Abstract

Spectacular coastal cliff exposures in an early Cretaceous deltaic succession near Kvalvagen in eastern Spitsbergen, Norwegian Arctic, show a variety of styles of gravity-driven deformation and resedimentation associated with delta-front progradation and instability. The large-scale collapse involved a distributary-channel sand unit, some 20 m thick, and the underlying delta slope/prodelta shaly heterolithics. The deformation was essentially brittle, whereby large blocks of the delta-front succession slid and rotated. Its gross style involved two large cuspate tear-away scars, at least 1-1.5 km wide and 50-60 m deep, separated by narrow remnant buttresses of in-situ strata. The basement in the region was tectonically active, and the delta-front failure was most likely sei mically triggered.

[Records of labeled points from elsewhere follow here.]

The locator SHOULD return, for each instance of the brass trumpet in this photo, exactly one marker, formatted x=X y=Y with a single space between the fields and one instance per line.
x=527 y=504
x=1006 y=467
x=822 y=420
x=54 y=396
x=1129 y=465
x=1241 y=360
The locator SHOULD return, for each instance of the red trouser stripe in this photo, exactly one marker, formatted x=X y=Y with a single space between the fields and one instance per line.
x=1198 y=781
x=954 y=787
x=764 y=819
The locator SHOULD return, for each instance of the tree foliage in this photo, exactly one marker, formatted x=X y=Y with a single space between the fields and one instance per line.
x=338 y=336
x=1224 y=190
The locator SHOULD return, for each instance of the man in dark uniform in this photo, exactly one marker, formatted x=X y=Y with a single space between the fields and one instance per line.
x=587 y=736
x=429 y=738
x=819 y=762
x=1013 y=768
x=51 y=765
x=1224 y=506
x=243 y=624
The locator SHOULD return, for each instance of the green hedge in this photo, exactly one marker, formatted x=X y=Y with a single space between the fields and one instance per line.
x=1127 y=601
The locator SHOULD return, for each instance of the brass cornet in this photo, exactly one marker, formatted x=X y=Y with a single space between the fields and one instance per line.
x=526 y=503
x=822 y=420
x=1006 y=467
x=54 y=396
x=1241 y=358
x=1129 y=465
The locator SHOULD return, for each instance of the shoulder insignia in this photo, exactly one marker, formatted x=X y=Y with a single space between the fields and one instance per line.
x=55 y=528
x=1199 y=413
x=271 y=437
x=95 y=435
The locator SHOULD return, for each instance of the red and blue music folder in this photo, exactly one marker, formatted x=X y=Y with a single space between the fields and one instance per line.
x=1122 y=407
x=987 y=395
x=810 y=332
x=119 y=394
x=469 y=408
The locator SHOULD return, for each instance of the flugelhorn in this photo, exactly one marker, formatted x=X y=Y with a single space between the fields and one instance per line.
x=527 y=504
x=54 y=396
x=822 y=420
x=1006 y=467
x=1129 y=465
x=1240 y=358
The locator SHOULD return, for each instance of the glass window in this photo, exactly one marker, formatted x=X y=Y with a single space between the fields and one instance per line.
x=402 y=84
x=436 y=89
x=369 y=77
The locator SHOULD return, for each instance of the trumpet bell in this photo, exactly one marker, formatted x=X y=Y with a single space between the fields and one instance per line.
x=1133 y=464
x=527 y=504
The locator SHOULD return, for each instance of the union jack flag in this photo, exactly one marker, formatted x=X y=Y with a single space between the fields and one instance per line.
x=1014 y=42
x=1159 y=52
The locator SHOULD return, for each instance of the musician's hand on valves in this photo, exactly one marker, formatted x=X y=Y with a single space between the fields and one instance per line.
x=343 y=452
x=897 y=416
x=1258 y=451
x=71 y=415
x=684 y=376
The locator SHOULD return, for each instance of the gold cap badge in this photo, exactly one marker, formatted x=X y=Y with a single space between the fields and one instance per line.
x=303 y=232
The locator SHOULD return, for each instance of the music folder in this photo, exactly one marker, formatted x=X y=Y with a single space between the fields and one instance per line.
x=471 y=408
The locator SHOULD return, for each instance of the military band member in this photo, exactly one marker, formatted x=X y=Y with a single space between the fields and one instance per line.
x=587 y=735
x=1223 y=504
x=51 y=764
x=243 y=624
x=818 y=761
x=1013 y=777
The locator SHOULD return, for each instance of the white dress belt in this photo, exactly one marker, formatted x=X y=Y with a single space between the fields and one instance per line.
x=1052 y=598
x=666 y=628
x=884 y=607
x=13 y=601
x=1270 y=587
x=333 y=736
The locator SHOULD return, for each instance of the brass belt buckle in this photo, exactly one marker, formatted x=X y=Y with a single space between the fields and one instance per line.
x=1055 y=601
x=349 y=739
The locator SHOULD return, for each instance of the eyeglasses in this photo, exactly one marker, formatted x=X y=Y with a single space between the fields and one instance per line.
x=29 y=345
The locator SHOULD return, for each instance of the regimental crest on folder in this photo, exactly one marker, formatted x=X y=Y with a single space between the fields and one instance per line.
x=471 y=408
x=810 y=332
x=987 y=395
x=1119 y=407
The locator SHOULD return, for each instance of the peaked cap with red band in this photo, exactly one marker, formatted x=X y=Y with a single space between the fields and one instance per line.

Initial infill of the collapse scars involved slumps and debris-flows, derived from scar walls and, locally, from the sliding blocks themselves. These deposits partly smoothed the local topography created by the slide blocks. This early infill was followed by deposition of thin, mainly muddy turbidites, probably shed from the scar walls by small localized failure. Renewal of fluvial supply of sand led to the main infill of the scar depressions. This stage involved effluent-generated turbidites (heterolithic), and increasingly sandier turbidites and liquefied sandflows derived from unstable, oversteepened distributary mouthbars. The mouth-bar systems eventually achieved stability and prograded across the infilled scars. They were affected by periodic storm-wave attack and sudden increa es of water depth. The scar infill at that stage was subject to minor growth faulting, possibly related to new seismic tremors.